Wie viele Angebote sollte ich einholen?
Bei Aufträgen über etwa 1.000 Euro drei. Wichtiger als die Zahl ist die Vergleichbarkeit: dieselbe Leistungsbeschreibung an alle Betriebe, sonst vergleichen Sie unterschiedliche Aufgaben.
Wie hoch darf eine Anzahlung sein?
20 bis 30 Prozent sind bei größeren Aufträgen üblich und angemessen. Höhere Vorkasse ist ein Warnsignal, besonders bei Betrieben ohne regionale Anschrift. Vereinbaren Sie Abschlagszahlungen nach Baufortschritt und die Schlusszahlung nach Abnahme.
Was ist der Unterschied zwischen Kostenvoranschlag und Angebot?
Ein Kostenvoranschlag ist eine fachmännische Schätzung; zeichnet sich eine wesentliche Überschreitung ab, muss der Betrieb Sie unverzüglich informieren. Ein Festpreisangebot ist verbindlich und darf ohne Ihre Zustimmung nicht überschritten werden.
Was tun bei Mängeln?
Mängel schriftlich rügen, mit Beschreibung, Fotos und einer angemessenen Frist zur Nachbesserung. Erst nach erfolglosem Fristablauf kommen Minderung, Selbstvornahme auf Kosten des Betriebs oder Rücktritt in Betracht. Zahlen Sie die Schlussrechnung nicht vollständig, solange wesentliche Mängel offen sind.
Wie lange gilt die Gewährleistung?
Für Arbeiten bei einem Bauwerk beträgt die Verjährungsfrist für Mängelansprüche nach § 634a Abs. 1 Nr. 2 BGB fünf Jahre. Entscheidend ist, dass die Leistung für Errichtung, Erneuerung oder Umbau des Bauwerks von wesentlicher Bedeutung ist – nicht allein, ob etwas fest verbunden ist. Für andere Werkleistungen gelten in der Regel zwei Jahre. Wird die VOB/B wirksam einbezogen, sind kürzere Fristen möglich. Wird der Vertrag nach VOB/B geschlossen, gelten teilweise kürzere Fristen – das sollte man vor Unterschrift wissen.
Ist ein Meisterbetrieb immer besser?
Nicht automatisch. Bei zulassungspflichtigen Gewerken ist die Eintragung in der Handwerksrolle Pflicht und damit ohnehin gegeben. Aussagekräftiger als der Titel sind Referenzen in vergleichbaren Objekten und die Qualität des Angebots.

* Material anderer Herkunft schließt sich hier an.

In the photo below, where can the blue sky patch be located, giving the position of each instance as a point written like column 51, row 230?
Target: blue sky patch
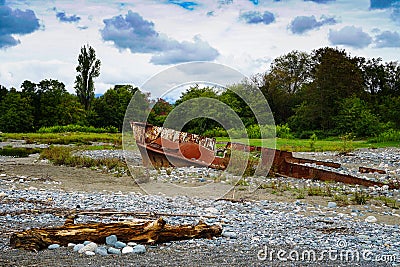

Was mache ich bei einem Haustürgeschäft?
Nichts unterschreiben. Bei Verträgen, die außerhalb von Geschäftsräumen geschlossen werden, besteht in der Regel ein Widerrufsrecht von 14 Tagen – aber die einfachere Lösung ist, gar nicht erst zu unterschreiben. Seriöse Betriebe akquirieren nicht an der Haustür mit Zeitdruck.